In the beginning, when God created the heavens and the earth, the earth was a formless void and darkness covered the face of the deep, while a wind from God swept over the face of the waters. Then God said, “Let there be light”; and there was light. And God saw that the light was good, and God separated the light from the darkness. God called the light Day, and the darkness he called Night. And there was morning, the first day.
And there was a second, and a third, and a fourth, and a fifth, and a sixth day. The Pharisees and the Herodians sought to confine and entrap. Jesus sought to free and expand, for all is God’s. All creation is sacred Holy Scripture tells us time and time again. And the question, “What do we owe God?” It is not a guilt question for the People of God, for people of faith. It is reality question.
Personally, what have I really earned? I have not earned the love of Leigh(spouse), or John and Ashley (our children), or Noah, Ainsley, Haidyn and Adelaine (our grandchildren). What have I earned? I have not earned all the people of Christ’s body who have loved and nurtured me, and who have allowed me to love and nurture them.
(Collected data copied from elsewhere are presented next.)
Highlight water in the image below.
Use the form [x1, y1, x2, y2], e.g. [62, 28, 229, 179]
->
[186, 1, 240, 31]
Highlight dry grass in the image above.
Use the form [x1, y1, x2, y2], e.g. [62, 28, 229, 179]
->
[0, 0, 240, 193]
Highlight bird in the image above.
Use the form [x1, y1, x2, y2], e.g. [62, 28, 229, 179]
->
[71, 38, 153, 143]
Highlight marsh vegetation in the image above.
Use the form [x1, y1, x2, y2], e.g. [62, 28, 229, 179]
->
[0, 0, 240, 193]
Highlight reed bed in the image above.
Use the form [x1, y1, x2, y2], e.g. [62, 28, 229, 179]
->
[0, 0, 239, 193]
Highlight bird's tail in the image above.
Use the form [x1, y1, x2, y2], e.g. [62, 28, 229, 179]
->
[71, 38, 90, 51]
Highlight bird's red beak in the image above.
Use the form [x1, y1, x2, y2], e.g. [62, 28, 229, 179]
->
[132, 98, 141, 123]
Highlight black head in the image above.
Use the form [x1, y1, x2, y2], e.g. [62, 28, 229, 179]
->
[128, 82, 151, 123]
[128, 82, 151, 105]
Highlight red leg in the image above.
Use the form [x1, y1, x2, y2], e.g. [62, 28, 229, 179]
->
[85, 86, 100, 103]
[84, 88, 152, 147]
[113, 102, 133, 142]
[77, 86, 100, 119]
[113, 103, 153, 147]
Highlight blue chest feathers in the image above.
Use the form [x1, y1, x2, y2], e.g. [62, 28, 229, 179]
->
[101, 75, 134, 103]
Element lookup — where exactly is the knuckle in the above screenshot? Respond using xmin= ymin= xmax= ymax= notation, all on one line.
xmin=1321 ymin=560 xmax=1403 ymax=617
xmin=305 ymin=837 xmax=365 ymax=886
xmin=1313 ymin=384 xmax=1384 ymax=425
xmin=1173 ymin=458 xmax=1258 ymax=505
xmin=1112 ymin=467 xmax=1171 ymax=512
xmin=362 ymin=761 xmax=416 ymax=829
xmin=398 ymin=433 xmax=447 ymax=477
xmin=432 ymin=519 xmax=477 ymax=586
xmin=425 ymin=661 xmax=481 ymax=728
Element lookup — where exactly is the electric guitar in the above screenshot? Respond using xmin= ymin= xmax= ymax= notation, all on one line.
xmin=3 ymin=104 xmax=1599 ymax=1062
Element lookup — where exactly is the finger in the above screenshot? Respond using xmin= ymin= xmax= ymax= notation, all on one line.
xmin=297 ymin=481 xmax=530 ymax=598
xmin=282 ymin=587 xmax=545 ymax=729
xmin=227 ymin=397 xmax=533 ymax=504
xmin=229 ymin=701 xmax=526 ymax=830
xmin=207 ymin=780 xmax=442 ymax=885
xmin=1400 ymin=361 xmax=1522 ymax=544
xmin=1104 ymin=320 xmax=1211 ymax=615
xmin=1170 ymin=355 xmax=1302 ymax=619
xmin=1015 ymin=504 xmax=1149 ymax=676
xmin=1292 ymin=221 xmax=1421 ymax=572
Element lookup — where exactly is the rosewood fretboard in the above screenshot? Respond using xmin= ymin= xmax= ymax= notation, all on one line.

First Methodist Church, Germantown, Philadelphia
Calvary Evangelical and Reformed Church, Philadelphia
Glenside United Church of Christ, Glenside, Pennsylvania
St. Peter’s Episcopal Church, Glenside
The Falls Church, Virginia
Christ Church, Stratford, Connecticut
St. Andrew’s, Lewisburg
All the parishes of the Diocese of Central Pennsylvania
All Saints, Selinsgrove.
I am sure that each one of us has similar people and similar places where the love of God has been poured into our hearts.
We, you and I, we have been called, we have been invited, we have been challenged, to be distinct, to be chosen, to be imitators of Jesus. And the love of God has been poured in to our hearts.
That love of God has enabled us to take the high road rather than being entangled and entrapped.
That love of God has enabled us to look up to the eternal where mercy and grace prevail.
That love of God, poured into our hearts has richly blessed us, so that we can serve and bless others, so that we can be gracious, so that we can be merciful, so that we can be lovers. “For God so loved the world that he gave….” Amen.